Il est intéressant – et instructif – de revenir sur la réception critique contemporaine de la musique ; sa haute qualité intrinsèque était généralement reconnue par les interprètes et les critiques contemporains. La percée de
Kletzki dans les « ligues majeures » en Allemagne s’est produite avec l’interprétation de sa première grande œuvre pour grand orchestre, le Vorspiel zu einer Tragoedie für grosses Orchester, Op. 14, en 1926. Le pianiste Hans Beltz (1897-1977) défendit la Fantaisie et le Concerto pour piano de
Kletzki. Professeur de piano à la Hochschule für Musik de Berlin (où
Kletzki a vraisemblablement fait sa connaissance), Beltz fut également le professeur de piano du célèbre physicien allemand Werner Heisenberg et édita certaines œuvres pour clavier de Bach. Concernant la musique pour piano de
Kletzki, un critique contemporain a observé que le Drei Praeludien et la Fantasie ont tous deux un caractère « improvisatif ». À propos des Préludes, il note que « Chopin était le parrain – mais
Kletzki ne le suit pas servilement ; il comprend plutôt comment insuffler à la petite forme ses propres idées distinctives. C’est totalement étonnant de voir à quel point il est capable d’extraire des possibilités expressives spécifiques du piano les effets les plus étonnants ! A propos de la Fantaisie, le même critique observe « Ici,
Kletzki abroge toute affinité avec ceux de ses contemporains qui ne cultivent que les pièces miniatures pour piano d'une demi-minute… Ce qu'il a en tête, ce ne sont pas des impressions flottantes, mais des antipathies puissantes, passionnées. montée et descente, chocs spirituels. En cela, la Fantaisie ne se fonde pas sur le romantisme schumannien mais respire plutôt l’esprit des sonates de Beethoven. Dans les thèmes au profil net, dans l'enregistrement et la combinaison merveilleuses des sonorités, on peut discerner un mode orchestral saisissant de créativité expressive… » La Fantaisie, une œuvre colossale comprenant 230 mesures de musique hautement contrapuntique, peut être considérée comme une forme de « supersonate ». , c'est-à-dire comme une sonate comprenant quatre mouvements réunis en un seul mouvement continu. Ici, dans cette pièce, le Scherzo (Allegro giocoso) et le mouvement lent (Lento), c'est-à-dire les deuxième et troisième mouvements d'une œuvre en quatre mouvements - sont insérés dans l'espace normalement occupé par le développement sous forme sonate, c'est-à-dire entre l'exposition et la récapitulation. D'après les critiques du Concerto, il est clair que Beltz était un pianiste de premier ordre ; en effet, il devait être très compétent pour pouvoir donner les premières de ces pièces difficiles : il est répertorié dans le Simrock Jahrbücher comme ayant interprété la Fantaisie à Berlin, Leipzig et Vienne, entre autres villes, en 1926-1928.

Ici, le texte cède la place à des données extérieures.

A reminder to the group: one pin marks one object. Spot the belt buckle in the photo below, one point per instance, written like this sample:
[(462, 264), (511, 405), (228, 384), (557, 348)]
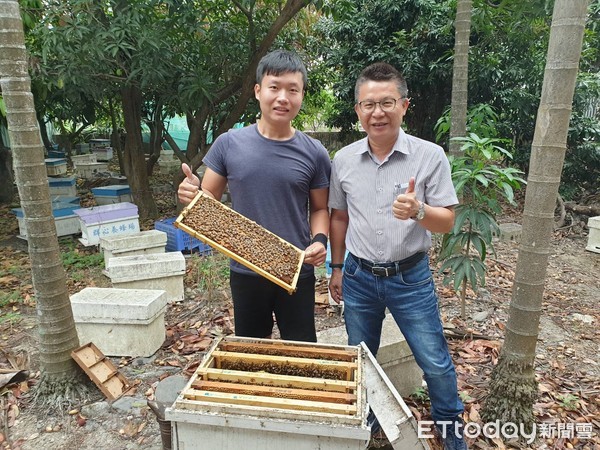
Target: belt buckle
[(381, 271)]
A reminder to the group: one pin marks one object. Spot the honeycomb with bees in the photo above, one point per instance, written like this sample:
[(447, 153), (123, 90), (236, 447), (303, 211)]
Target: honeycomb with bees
[(242, 240)]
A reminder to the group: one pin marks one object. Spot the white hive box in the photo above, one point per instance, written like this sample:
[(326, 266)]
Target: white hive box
[(88, 170), (96, 143), (593, 244), (256, 394), (116, 193), (142, 243), (121, 322), (62, 186), (67, 223), (56, 166), (107, 220), (153, 271), (83, 159)]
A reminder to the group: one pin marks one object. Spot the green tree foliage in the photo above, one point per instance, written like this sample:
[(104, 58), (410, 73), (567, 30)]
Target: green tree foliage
[(481, 181), (414, 36)]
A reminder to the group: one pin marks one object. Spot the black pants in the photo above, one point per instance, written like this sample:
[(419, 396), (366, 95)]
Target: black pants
[(255, 299)]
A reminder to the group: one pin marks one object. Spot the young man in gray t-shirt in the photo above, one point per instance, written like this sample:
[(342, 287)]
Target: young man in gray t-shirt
[(278, 177)]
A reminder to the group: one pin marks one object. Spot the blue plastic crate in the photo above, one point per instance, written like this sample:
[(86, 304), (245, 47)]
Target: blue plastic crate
[(178, 240)]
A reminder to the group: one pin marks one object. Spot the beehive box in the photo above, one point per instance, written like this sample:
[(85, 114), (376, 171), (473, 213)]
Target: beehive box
[(62, 186), (107, 220), (107, 195), (103, 153), (88, 170), (178, 240), (66, 221), (242, 240), (56, 166), (260, 393)]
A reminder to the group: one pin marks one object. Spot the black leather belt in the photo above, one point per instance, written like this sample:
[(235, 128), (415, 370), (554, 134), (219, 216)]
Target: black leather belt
[(389, 269)]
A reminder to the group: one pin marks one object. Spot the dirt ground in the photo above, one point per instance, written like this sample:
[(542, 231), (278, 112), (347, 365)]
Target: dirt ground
[(568, 366)]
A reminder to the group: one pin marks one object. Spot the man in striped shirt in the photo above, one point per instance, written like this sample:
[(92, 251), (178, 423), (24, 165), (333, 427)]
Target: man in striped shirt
[(388, 193)]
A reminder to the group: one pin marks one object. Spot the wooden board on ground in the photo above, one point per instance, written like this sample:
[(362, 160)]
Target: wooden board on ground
[(243, 240), (101, 371)]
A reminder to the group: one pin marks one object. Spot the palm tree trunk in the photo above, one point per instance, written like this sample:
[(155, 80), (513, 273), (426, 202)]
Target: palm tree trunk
[(58, 336), (513, 388), (460, 73)]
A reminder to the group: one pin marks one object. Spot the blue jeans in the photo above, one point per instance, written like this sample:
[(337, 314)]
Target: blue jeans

Le Concerto pour piano a été publié par Breitkopf en 1930 dans un arrangement pour deux pianos ; l'œuvre a été créée lors d'un concert au Gewandhaus de Leipzig le 21 janvier 1932, lors d'un concert dirigé par Hermann Abendroth (remplaçant Bruno Walter), avec un accueil critique mitigé. La partition complète, cependant, est restée inédite et a probablement été détruite par Breitkopf sous le régime hitlérien. L’édition actuelle est une nouvelle orchestration de John Norine, Jr. dans le cadre du Lost Composer’s Project, une initiative dédiée à mettre en lumière des œuvres supprimées de la Seconde Guerre mondiale. L'œuvre s'articule en trois grands mouvements : les mouvements extérieurs sont de forme sonate, le mouvement lent est une alternance profondément lyrique de deux sujets. Alors que le Finale utilise partout la tonalité en ré majeur, même s’il serait difficile d’entendre le ré majeur ailleurs que dans la coda, l’évolution de
Kletzki vers la post-tonalité semble avoir progressé de manière significative, même au sein du Concerto lui-même. Le Concerto pour piano de
Kletzki compte parmi les contributions les plus significatives au genre depuis le Deuxième Concerto pour piano de Brahms, et il faut espérer qu’après cet enregistrement en première mondiale, il occupera la place qui lui revient dans le répertoire.